Mas regressemos a 1902. A bordo, durante a tarde, o rei esteve na praia de Porto de Mós, «assistindo ao lançamento do chichorro, com que apanhou grande quantidade de peixe de differentes qualidades».

À noite, segundo o DN, foram iluminados na cidade os edifícios dos paços do concelho, quartel do Batalhão 17 e hospital regimental, bem como lançados foguetes, enquanto na baía alguns barcos embandeiraram em arco.

Na manhã seguinte, 17 Maio, pelas 10h00, o iate levantou ferro rumo a Albufeira, a fim de D. Carlos presenciar a pesca de atum nas armações próximas. Copejo a que todos assistiram na armação da Galé, por cuja companhia mandaram os soberanos distribuir, segundo o «Districto de Faro», 50$000 réis.

Quando o iate fundeou na baía de Albufeira, estalejaram em terra girândolas de foguetes. Cerca das 16h00 a rainha desembarcou, com a sua comitiva, comparecendo à receção, de acordo com «O Século», a «câmara, auctoridades, muitos cavalheiros distinctos e povo».

D. Amélia passeou pelo campo em carruagem. Apesar de não se esperar a visita, «foi-lhe feita uma ovação delirante. Muitas colchas ás janellas, e atiraram-lhe flores e bouquets», lê-se naquele diário. A rainha orou na igreja matriz, tenho recolhido ao iate à noite, «bem impressionada». Quer em Albufeira quer em Lagos houve a atuação de bandas filarmónicas.

 

Albufeira

 

O rei, «por causa dos seus estudos oceanographicos», não desembarcou, recebendo a bordo os cumprimentos da Câmara, demais autoridades locais e particulares.

Ao contrário de Lagos era a primeira vez que Albufeira recebia a rainha D. Amélia e, talvez por isso, a soberana foi, nas palavras de «O Districto de Faro», «enthusiasticamente acclamada» em todo o percurso. Aqui não haveriam promessas por cumprir. Recorde-se que em 1897 a família real recebeu as boas vindas da Câmara e dos albufeirenses na gare ferroviária, não se deslocando à sede de concelho. Quanto aos ideais republicanos, conheciam parca expansão.

O iate D. Amélia rumou depois a Setúbal, onde no domingo os reis assistiram à missa.
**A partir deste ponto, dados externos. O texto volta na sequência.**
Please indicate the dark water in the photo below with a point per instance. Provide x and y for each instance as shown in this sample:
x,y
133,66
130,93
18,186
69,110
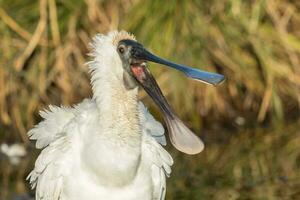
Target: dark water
x,y
259,164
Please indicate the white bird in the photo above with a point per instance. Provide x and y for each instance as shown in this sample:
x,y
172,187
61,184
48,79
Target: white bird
x,y
13,152
109,147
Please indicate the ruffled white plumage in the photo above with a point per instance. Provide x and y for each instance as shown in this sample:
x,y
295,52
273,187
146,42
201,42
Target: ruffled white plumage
x,y
60,148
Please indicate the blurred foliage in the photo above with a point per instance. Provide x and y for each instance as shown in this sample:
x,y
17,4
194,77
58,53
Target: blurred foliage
x,y
253,165
254,43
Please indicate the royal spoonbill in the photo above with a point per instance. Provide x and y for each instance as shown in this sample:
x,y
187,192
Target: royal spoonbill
x,y
109,147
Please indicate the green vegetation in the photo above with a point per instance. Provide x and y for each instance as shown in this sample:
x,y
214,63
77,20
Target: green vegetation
x,y
255,44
A brevíssima viagem não seria a única naquele já longínquo ano de 1902. Em Agosto o iate real e suas majestades visitavam novamente os mares algarvios. Das diversas campanhas oceanográficas efetuadas por aqueles anos resultou a obra, composta por dois volumes, «Pescas Marítimas: I. – Pesca do Atum no Algarve em 1898» e «Ichthyologia: II. Esqualos obtidos nas costas de Portugal durante as campanhas de 1896-1903», da autoria do rei D. Carlos, publicados em 1899 e 1904, respetivamente.

Mas, por agora, Maio de 1902, os lacobrigenses e albufeirenses congratulavam-se pela visita inesperada da rainha D. Amélia e dela guardariam memória por toda a sua existência.